The Nueva School campuses, like the rest of the Bay Area, sit on land that was once inhabited by the Ohlone people. To learn more about and celebrate the people on whose land we learn, second graders did a deep dive into the past and present lives of the Ohlone people. Their research culminated last Thursday with the second annual—and first in-person!—Ohlone Conference, where students presented to each other the questions they explored, the information they learned, and what they hope to investigate next. 

In pairs, second graders spent four weeks analyzing articles, listening to audio recordings, watching videos, and interpreting primary source photos to learn more about this indigenous nation of the San Francisco Peninsula. Students researched questions ranging from “Who are Ohlone changemakers?” and “What do Ohlone changemakers do all day” to “What are Ohlone customs and celebrations?” and “How do the Ohlone people respond to nature, weather, and natural disasters?”

To introduce the conference, second grade teacher Izzy Mayer said, “This is about learning from your classmates as much as it is about you presenting.”

During the conference, one by one pairs stood up in front of their peers and shared their research process, including what sources they used and what answers they found, before taking questions from the audience. 

“Our topic was land management,” Josh B. said. “We wanted to learn about this topic because we were interested in learning about Ohlone land.”

His partner Shuxian D. added, “We learned about wildfires and different kinds of pine cones.

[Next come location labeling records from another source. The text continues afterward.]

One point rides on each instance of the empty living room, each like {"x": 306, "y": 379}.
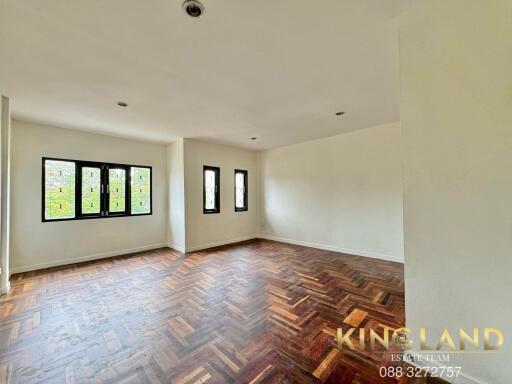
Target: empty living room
{"x": 255, "y": 192}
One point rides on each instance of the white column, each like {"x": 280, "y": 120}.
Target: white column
{"x": 5, "y": 147}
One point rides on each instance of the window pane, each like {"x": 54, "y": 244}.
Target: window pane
{"x": 209, "y": 185}
{"x": 141, "y": 190}
{"x": 239, "y": 190}
{"x": 59, "y": 189}
{"x": 117, "y": 189}
{"x": 91, "y": 184}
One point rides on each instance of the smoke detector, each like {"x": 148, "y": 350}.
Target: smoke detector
{"x": 193, "y": 8}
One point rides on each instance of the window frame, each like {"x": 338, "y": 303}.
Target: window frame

We learned that fires have always been a part of California’s landscape.”

“We chose our topic [of Ohlone customs] because we wanted to learn about all of the rich cultures of the Ohlone tribe,” said Dawson Z., who worked with Jude S. on their project.

During Emily L. and Avi T.’s presentation, Emily shared that in the past and still to today “male dancers represent warriors, protectors, and storytellers.” 

“It was especially important that the questions students explored not just touched on who the Ohlone people were,” second grade teacher Samantha Stevens explained, “but also who the Ohlone people are.” 

This focus underpins much of the learning throughout our youngest division. Lower School Division Head Megan Terra, who also attended the Ohlone Conference, said, “Across the curricula in the lower school, we want to lift up a broad representation of communities and share not only who they have been but also their vibrancy now.”

Once all the presentations were finished, students and teachers shared appreciations to one another. 

Jonah Z. shared, “I appreciate Alistair and William because they took a lot of time on their poster.” 

Owen R. appreciated his classmates, Logan and Ellie “for being brave and going first.” 

Following the conference Megan reflected on how impactful culminations like these are for students.

“One thing the second grade team does beautifully is having culminations of their learning throughout the year,” Megan said. “This is a special space that allows students to highlight what they have learned, and it demonstrates the importance of shared learning.” 

In addition to learning about the Ohlone people, this project also helps students build key foundational skills. 

“This is such a great interdisciplinary project,” Megan said. “In science, they have done local ecology studies, and learned about indigenous and colonized plants. There is also a key focus on reading, writing, and communication skills, as well as listening skills and partnership skills.”

It was clear to all those in attendance last week, the second grade history detectives met the challenge they were given, orating proudly and sharing a vast array of information on who the Ohlone people were and who they continue to be.